I was stopping more and more to catch my breath, a seemingly impossible task at times. I was inhaling and exhaling two times a second, but that wasn't always enough. The sun coursed across the sky as I slowly pedaled ever higher. Finally, at sunset, only three kilometers remained. I was going to make it, I thought. Intense cold soon had me put on a down jacket, mitts, and helmet liner, but they seemed to have little effect. Then with darkness descending, I rolled through the pass. There was no time for celebration or photos—little light remained and I had to get down the other side. To stay overnight at the pass would have invited altitude sickness. Into the cold mists of the north side I rolled, past snowy hillsides and across frozen puddles. The 14 km (9 miles) of descent seemed to take forever—and the lights of North Pullu remained tantalizingly distant. Tired and cold, I finally arrived at the military post. A tea stall fixed up some hot soup and I set up my little tent nearby.
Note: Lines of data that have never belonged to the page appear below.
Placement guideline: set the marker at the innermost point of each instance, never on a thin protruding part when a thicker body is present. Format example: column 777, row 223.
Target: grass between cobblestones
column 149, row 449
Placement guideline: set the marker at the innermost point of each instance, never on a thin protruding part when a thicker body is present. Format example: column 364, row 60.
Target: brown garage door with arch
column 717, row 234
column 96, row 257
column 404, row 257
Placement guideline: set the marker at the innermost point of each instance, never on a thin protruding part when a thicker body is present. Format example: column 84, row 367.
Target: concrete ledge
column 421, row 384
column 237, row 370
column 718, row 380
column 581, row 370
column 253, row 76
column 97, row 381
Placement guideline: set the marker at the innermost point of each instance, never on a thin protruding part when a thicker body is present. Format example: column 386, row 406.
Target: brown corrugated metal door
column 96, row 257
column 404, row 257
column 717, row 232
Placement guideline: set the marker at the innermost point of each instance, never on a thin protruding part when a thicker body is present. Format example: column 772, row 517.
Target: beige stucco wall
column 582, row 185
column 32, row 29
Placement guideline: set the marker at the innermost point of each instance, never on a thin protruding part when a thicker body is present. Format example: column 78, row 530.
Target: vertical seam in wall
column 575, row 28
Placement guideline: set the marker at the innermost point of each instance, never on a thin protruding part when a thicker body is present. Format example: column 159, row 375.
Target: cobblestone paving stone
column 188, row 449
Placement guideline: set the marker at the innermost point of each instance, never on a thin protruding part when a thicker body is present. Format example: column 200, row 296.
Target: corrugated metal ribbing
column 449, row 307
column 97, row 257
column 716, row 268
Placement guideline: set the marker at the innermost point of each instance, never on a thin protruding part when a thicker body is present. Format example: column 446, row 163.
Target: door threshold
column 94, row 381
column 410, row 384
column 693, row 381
Frost and a few snowflakes greeted me in the morning. The remaining descent was cold, but by mid-day I reached the Shyok River, actually a bit lower than Leh at about 3100 meters (11,000 feet). As I rolled downstream, the valley broadened and the river braided across its vast expanse. Sand dunes rose from the riverbed. I was disappointed not to see any of the Bactrian (2-humped) camels said to be native to the area. (The Shyok and Nubra Valleys were once part of a trade route between Ladakh and Central Asia.)
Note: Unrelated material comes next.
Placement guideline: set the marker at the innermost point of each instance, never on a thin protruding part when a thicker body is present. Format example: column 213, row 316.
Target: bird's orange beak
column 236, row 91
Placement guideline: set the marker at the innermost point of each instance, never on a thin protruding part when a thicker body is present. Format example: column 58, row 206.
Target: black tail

I stayed in Hunder Village at the Snow Leopard Guest House, with its flower-filled garden, good food, and a real HOT shower. Soldiers at a nearby check post wouldn't let me go any farther. Hopefully peace will come to Kashmir some day and the river route will open again to travelers headed down the Shyok to Pakistan.

The next morning I headed back up the Shyok River, stopping at Diskit Gompa on the way. Fearsome guardian figures, so powerful that most were partially shrouded only to be uncovered at festival times filled one of the monastery's rooms . I turned left up the Nubra Valley to Panamik, famed for its hot springs. The springs didn't disappoint—I had a great hot shower at the end of the day!
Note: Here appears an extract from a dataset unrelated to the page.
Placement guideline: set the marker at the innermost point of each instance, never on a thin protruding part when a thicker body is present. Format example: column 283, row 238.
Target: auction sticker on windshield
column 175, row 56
The guidebook indicated that Panamik was as far as travelers could go, but I sneakily cycled farther up the valley to Sasoma, at a great bend in the river. Soldiers didn't object to my being there, but said that I couldn't go much farther. Far upstream I could see the white of the vast Siachen Glacier, where troops of India and Pakistan have fought under extremely harsh conditions.

Returning to Leh took two days, and on the way I camped in the rain near Khardung Village. Luckily the mists partially cleared the next day and the return ride was easier than the first crossing. I could enjoy the pass this time, take photos, and marvel at the great clouds that passed by just overhead. The downhill to Leh was fantastic!

The climb has just begun!
It's harvest time at this village above Leh.

From here it's "only" 14 km farther to Khardung La.
I had to show my permit at North Pullu (lower center).
The town of Leh lies at the left edge of the photo in the patch of dark green.
Snowy peaks of the Zanskar Range stand in the distance.

The kilometers went by ever so slowly.
Looking back toward the Zanskar Range

We made it!
Monks enjoy the panorama of Shyok Valley from a rooftop at Diskit Gompa.

Neither rain, nor sleet, nor snow will stop a determined cyclist!
Coming back up the Kardung La, and only one more kilometer more to the top.

Whew!
High enough
(The actual elevation is likely a few hundred meters (1,000 feet) lower than what the Indians claim.)

Inside the world's highest temple
Shiva has the place of honor in this shrine at Kardung La.

Cyclists are grateful to the unknown laborers, too.
Yes, Bihari laborers live and toil in the frozen world of Khardung La.
The Indian government tries to keep the road over the pass open year-round
to support the large military presence in the Nubra and Shyok Valleys.

Ah, look at all that downhill!
Here we are swooping down toward Leh in the distance.